I question my sanity, oh how the questions fill the dark spaces with their shaky webs, spiders dancing in their silk, filling me with their dark and poisonous bite, for i can't help but wonder, how do you feel? Where does your heart lay you beautiful flower, for you think your petals wilted, burned and charred as the ashes and remnants of the past dance in the wind in some kind of mocking show for everyone to gawk. You see, you think yourself damaged, broken into tiny segments, so far gone it is beyond repair. It feels as if only i get to glimpse between the cracks, get to see the blinding bright light that sparkles and shines when you smile. I feel i know where you're feelings lie, so when you voice them, voice them from your honey lips for all to hear and see. Shout out with quiet yet unconditioned joy your reckless and unabashed love for me, my sweet.

But, alas, your cracks dim slightly and smile fades as you think, as you remember. Her. The very reason i am unable to hear your sweet voice tell me the very words i long to hear. Her. the very cause of your breaking melancholy. Her. the reason your brow quakes and smile falters. It is her fault you consider yourself broken in the first place, the reason your lips quiver and your eyes fill. She hurt you, she hurt you so bad you believe yourself unworthy, unworthy of my hands clasping your heart in a soft embrace, in fact she is the reason for it's iron chains wrapped tightly around it's beating mass. The one whose name you will not utter, unless you wake from sleep with wide unseeing eyes and her name wrapped firmly around those lips i enjoy so much.

She is the cause of your fear, the reason you believe yourself unworthy of my love. The reason you will not simply utter the phrase i long to hear, for you shake and ache with turbulence, that if you utter those words that they will disappear too, just as she did. Well my love, i am here to tell you, here to claim you with my quiet resilience that i am like the roots of a strong oak, always here, here to keep you upright, for my only desire is to provide you with the nutrients to grow into the man you simply long to become.
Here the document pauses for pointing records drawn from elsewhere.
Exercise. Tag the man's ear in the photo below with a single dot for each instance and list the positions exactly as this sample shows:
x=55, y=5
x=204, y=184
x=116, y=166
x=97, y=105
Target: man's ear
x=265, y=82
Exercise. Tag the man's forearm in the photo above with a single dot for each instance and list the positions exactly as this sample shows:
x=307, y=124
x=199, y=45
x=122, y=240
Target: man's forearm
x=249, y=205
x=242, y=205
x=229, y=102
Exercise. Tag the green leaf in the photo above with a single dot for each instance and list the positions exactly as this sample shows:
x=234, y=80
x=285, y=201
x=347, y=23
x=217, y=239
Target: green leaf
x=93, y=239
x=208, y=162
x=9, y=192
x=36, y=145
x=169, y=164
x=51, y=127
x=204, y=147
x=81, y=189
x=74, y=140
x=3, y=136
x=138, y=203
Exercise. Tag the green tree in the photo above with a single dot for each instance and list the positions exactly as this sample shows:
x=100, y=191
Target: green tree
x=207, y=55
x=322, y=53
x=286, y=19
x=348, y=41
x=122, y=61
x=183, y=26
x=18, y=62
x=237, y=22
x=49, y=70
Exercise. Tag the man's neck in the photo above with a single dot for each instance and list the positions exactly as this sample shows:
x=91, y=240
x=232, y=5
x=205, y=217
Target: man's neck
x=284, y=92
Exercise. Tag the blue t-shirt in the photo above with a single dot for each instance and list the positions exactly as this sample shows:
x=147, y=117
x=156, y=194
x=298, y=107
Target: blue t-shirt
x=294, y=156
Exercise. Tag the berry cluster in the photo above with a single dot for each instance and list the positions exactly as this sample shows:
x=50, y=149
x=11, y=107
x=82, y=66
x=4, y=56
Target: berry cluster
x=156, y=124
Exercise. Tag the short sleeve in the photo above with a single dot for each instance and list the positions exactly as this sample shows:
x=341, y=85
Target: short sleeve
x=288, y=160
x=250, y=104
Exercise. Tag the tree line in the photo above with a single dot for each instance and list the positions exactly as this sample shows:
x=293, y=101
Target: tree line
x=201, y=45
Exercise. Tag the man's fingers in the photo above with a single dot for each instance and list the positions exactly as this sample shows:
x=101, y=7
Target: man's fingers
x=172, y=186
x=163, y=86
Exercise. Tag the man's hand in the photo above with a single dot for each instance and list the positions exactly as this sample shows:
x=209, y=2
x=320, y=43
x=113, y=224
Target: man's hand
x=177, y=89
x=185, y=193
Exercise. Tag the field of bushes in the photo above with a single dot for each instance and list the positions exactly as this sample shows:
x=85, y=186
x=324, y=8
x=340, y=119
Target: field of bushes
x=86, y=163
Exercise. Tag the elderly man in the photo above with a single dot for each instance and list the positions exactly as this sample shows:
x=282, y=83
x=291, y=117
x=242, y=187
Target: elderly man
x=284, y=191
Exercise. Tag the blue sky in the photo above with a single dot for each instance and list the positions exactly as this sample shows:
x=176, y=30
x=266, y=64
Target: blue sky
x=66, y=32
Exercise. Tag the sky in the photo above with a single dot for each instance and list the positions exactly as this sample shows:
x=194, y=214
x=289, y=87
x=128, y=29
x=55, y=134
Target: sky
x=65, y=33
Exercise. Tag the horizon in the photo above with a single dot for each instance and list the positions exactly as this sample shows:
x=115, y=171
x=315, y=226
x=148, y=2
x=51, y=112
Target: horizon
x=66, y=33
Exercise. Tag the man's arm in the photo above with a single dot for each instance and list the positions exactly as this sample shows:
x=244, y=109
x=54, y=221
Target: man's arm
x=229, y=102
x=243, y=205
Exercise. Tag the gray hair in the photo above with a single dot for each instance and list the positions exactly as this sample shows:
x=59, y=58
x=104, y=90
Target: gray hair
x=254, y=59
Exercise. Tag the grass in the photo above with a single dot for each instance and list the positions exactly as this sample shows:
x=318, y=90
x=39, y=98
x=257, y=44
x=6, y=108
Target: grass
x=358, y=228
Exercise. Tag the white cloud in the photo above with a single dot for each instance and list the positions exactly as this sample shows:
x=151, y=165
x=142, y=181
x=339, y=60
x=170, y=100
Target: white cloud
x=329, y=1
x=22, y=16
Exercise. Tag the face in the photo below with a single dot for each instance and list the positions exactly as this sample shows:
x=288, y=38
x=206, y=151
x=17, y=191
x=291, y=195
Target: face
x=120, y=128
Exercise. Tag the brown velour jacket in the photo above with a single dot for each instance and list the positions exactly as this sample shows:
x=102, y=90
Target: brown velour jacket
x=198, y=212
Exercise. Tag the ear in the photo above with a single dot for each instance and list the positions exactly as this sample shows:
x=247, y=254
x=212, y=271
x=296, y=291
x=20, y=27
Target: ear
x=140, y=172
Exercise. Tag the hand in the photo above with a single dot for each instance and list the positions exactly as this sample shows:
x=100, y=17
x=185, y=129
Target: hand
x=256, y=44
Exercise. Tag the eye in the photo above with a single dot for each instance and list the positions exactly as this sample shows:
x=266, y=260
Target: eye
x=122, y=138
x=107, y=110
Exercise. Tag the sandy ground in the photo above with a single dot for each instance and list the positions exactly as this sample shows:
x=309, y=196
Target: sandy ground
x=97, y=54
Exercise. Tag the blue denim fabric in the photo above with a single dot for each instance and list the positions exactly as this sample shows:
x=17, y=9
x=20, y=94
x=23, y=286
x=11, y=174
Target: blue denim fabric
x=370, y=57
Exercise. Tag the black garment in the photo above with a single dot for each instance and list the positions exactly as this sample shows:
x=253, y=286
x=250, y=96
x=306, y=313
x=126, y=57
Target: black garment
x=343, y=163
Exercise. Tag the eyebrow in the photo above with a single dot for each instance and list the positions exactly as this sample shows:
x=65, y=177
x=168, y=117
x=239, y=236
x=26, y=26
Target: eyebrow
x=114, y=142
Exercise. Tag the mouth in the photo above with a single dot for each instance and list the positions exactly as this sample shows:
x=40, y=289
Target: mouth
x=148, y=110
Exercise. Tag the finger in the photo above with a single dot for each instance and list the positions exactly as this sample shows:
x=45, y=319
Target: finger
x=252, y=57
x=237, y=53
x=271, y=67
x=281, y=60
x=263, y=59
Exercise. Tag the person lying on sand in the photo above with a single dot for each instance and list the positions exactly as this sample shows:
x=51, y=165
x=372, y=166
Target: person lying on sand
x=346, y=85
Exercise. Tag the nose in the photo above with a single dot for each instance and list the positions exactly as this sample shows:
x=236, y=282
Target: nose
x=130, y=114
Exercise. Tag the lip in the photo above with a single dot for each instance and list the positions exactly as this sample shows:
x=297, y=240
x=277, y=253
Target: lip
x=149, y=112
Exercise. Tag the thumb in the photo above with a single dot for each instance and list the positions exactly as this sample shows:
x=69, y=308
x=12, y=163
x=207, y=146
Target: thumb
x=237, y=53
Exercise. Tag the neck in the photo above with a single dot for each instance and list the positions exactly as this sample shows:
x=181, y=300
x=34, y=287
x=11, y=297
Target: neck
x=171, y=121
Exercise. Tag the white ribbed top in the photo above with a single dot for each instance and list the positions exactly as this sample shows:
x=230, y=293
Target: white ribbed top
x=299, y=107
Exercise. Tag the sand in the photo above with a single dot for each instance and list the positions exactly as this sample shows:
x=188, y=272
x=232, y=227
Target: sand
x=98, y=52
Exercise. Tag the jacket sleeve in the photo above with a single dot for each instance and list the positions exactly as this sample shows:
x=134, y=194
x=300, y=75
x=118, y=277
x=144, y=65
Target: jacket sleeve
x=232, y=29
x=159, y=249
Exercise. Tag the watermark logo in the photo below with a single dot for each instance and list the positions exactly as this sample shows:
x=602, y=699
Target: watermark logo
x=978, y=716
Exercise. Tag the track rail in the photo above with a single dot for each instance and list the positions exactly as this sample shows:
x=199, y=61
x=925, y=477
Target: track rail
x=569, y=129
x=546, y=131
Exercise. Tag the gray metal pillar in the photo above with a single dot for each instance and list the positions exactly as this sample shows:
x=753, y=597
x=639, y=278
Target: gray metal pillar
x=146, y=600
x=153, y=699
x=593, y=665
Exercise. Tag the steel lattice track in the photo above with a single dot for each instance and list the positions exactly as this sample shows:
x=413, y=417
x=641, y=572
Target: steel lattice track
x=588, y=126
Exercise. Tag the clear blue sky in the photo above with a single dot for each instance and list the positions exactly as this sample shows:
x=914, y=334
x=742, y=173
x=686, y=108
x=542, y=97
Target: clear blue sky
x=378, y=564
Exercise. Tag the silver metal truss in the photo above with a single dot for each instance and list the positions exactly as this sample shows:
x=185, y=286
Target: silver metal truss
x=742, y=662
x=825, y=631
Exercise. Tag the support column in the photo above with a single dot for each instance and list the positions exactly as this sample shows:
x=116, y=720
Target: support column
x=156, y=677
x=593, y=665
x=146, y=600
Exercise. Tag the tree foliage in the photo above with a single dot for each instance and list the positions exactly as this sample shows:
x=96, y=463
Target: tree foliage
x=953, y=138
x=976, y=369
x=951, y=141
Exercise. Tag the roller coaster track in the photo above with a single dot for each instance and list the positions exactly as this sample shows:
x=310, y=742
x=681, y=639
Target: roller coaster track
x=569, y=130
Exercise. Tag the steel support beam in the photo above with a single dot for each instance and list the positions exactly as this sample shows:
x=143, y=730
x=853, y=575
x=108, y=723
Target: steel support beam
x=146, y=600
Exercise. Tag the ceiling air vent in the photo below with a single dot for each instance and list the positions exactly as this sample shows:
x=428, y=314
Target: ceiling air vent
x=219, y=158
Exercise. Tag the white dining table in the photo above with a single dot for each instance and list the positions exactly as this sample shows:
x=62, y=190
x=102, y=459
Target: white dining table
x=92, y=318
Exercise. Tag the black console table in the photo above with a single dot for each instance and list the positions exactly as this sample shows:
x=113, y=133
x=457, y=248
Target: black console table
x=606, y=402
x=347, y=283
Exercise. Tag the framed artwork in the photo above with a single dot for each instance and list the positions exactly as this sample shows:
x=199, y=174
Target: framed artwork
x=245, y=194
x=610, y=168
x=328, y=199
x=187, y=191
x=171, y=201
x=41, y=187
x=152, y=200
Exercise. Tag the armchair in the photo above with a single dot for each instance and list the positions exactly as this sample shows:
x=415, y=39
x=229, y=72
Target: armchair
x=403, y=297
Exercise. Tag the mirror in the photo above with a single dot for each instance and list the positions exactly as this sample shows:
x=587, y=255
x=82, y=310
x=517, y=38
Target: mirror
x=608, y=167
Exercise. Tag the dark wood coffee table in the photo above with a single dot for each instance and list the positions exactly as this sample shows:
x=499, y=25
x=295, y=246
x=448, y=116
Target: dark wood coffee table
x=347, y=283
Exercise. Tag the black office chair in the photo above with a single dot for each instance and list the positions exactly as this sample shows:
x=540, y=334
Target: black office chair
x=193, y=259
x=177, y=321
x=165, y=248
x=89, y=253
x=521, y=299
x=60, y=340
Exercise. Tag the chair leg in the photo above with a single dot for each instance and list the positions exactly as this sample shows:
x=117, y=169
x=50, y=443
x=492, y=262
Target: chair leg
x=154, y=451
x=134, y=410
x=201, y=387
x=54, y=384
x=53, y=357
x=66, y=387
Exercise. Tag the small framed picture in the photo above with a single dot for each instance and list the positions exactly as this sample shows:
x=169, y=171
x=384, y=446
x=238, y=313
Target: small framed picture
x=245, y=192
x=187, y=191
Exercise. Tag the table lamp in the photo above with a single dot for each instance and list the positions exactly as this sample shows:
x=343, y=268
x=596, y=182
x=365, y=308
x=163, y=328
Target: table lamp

I refuse to leave your side, i am not a branch, so easily discarded with sudden turbulence, nor am i a leaf, where the slightest gust of wind will make me shake and leave. I wish for you to see, really see me for who i am to you.

Until then i shall wait patiently for you, for your heart to be rid of it's iron prison and be replaced instead with the softness of my hands. I shall treat you with the utmost care. For this gift is better than any present i may ever receive. This gift shows you bare your soul to me. I have already bared mine, the ugly, naked, broken thing that seemed to mend and heal in your grasp. I showed you this in the cover of darkness, not thinking how your radiant shine will not allow me to hide from you, not allow me to cover and bury my shame within me. Yet your hands seemed to mend the ugliness that is my deeper innermost workings. With every caress of your calloused hand you seemed to fix some broken thing within me. You hurt for my past and longed for my present more than anyone i had ever met.

You took my frail body and pressed it gently against yours, you held me still as the cries wracked my small frame, and yet you never stole my breath as i struggled to breath. You simply held me, my head firmly, pressed to your chest as you felt the wetness seep into your soft cotton shirt. Imagine my shock when i felt wetness as well. As you cried not for me, but with me, absorbing my pain into you as you took my tears from the very eyes that created them. For this is the man i have chosen to unburden my heart from it's lock and key in order to give to you. I hope one day, however long that may be, you feel the same. One day i wish to dig into your chest and hold it steady within my hands, for i wish you to bare your soul as i have done with you. I hope you come into your senses and see i only wish to heal your cracks and allow your light to shine uninterrupted by your harsh insecurity. I know why you never utter those words, only in your sleepless nights, when you think my eyes closed and body limp. When i feel the roughness of your fingers rub through the soft strains of my hair, a whispered "I love you."